Let the height of the tower be $h$.

also, $\quad S R=x \mathrm{~m}, \angle P S R=\theta$

Given that, $Q S=20 \mathrm{~m}$

and $\angle P Q R=30^{\circ}$

Now, in $\triangle P S R$,

$\tan \theta=\frac{P R}{S R}=\frac{h}{x}$

$\Rightarrow$ $\tan \theta=\frac{h}{x}$

$\Rightarrow$ $x=\frac{h}{\tan \theta}$  $\ldots$ (i)

Now, in $\triangle P Q R$, 

$\tan 30^{\circ}=\frac{P R}{Q R}=\frac{P R}{Q S+S R}$

$\Rightarrow$ $\tan 30^{\circ}=\frac{h}{20+x}$

$\Rightarrow$ $20+x=\frac{h}{\tan 30^{\circ}}=\frac{h}{1 / \sqrt{3}}$

$\Rightarrow$ $20+x=h \sqrt{3}$

$\Rightarrow$ $20+\frac{h}{\tan \theta}=h \sqrt{3}$ .....(ii) [from Eq. (i)]

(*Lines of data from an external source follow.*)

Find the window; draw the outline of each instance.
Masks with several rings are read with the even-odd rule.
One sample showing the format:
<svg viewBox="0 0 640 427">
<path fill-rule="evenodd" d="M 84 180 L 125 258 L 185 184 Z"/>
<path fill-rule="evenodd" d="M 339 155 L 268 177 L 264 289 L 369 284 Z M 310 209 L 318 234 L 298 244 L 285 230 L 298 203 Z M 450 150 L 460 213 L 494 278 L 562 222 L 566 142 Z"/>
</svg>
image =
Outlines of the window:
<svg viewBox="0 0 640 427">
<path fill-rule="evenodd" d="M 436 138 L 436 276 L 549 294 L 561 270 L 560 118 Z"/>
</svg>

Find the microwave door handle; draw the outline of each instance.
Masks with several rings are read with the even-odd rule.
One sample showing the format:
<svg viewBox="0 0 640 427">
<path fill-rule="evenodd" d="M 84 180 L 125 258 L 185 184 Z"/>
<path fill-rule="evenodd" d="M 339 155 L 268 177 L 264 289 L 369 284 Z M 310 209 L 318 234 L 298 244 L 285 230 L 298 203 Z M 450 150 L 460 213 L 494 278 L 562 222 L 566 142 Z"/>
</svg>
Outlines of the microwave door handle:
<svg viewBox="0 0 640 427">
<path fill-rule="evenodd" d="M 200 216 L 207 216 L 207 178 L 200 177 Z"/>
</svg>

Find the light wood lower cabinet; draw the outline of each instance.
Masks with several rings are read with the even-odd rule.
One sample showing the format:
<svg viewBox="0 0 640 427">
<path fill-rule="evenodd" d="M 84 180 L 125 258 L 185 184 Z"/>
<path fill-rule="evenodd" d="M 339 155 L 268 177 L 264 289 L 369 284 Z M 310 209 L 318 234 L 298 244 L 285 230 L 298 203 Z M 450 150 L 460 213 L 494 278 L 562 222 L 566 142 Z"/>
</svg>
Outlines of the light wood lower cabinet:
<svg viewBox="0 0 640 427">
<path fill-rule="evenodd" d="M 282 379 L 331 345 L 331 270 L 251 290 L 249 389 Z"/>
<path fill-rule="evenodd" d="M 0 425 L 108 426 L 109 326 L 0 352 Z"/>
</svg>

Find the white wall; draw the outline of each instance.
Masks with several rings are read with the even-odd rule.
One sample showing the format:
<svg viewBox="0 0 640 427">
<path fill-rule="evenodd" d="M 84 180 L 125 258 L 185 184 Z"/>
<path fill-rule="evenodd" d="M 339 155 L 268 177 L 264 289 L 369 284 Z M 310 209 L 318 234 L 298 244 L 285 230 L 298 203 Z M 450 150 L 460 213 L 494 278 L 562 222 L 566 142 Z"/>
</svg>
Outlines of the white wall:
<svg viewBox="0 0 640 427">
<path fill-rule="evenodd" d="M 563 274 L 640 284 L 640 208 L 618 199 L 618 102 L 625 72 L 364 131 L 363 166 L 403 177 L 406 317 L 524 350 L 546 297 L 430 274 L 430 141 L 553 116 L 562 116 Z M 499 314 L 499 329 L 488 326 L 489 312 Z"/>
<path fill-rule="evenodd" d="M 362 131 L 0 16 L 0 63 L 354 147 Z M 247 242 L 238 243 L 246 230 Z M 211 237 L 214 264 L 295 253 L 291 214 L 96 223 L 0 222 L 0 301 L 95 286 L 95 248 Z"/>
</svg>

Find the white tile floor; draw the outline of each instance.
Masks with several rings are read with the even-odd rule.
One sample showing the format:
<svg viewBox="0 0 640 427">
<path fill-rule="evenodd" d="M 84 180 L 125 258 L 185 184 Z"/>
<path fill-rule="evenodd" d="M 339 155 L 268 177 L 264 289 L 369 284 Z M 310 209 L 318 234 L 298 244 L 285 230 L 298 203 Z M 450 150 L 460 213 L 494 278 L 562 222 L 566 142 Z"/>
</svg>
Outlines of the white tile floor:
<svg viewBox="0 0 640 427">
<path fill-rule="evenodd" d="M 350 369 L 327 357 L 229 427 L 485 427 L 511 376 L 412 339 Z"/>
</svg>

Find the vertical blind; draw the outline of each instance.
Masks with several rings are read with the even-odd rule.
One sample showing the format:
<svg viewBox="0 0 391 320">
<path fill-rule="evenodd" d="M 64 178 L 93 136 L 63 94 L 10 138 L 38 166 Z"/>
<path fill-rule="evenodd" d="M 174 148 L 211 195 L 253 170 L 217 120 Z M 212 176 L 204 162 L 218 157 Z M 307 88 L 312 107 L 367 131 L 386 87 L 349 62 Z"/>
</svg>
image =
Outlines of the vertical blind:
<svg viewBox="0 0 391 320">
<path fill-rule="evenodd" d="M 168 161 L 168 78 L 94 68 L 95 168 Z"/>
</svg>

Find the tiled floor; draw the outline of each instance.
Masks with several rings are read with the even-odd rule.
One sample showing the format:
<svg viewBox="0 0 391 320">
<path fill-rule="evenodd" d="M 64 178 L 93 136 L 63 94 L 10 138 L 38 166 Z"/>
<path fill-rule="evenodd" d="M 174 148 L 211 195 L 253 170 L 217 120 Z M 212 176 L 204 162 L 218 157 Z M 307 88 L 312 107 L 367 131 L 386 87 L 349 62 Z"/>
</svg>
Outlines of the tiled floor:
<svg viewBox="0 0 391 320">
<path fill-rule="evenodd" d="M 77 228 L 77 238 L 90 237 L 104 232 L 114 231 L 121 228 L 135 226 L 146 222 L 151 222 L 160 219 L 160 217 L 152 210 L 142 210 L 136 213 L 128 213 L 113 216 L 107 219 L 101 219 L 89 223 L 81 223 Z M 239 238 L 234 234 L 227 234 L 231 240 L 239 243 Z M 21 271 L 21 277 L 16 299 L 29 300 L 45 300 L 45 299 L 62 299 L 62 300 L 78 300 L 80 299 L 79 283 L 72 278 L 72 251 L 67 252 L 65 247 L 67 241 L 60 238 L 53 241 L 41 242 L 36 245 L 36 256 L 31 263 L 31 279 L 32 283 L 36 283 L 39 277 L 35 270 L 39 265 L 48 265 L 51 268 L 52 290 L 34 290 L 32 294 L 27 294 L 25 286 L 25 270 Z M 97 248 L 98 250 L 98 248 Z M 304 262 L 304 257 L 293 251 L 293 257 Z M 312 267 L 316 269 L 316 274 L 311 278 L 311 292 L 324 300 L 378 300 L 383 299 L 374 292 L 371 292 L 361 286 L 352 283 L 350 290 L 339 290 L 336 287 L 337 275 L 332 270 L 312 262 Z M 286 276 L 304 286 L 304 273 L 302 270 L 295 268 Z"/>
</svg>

Since, after moving $20 \mathrm{~m}$ towards the tower the angle of elevation of the top increases by $15^{\circ}$.

i.e. $\angle P S R=\theta=\angle P Q R+15^{\circ}$

$\Rightarrow \quad \theta=30^{\circ}+15=45^{\circ}$

$\therefore \quad 20+\frac{h}{\tan 45^{\circ}}=h \sqrt{3}$ [from Eq. (i)]

$\Rightarrow \quad 20+\frac{h}{1}=h \sqrt{3}$

$\Rightarrow \quad h(\sqrt{3}-1)=20$

$\therefore$ $h=\frac{20}{\sqrt{3}-1} \cdot \frac{\sqrt{3}+1}{\sqrt{3}+1}$ [by rationalisation]

$\Rightarrow$ $=\frac{20(\sqrt{3}+1)}{3-1}=\frac{20(\sqrt{3}+1)}{2}$

$\Rightarrow$ $=10(\sqrt{3}+1) m$

Hence, the required height of tower is $10(\sqrt{3}+1) \mathrm{m}$.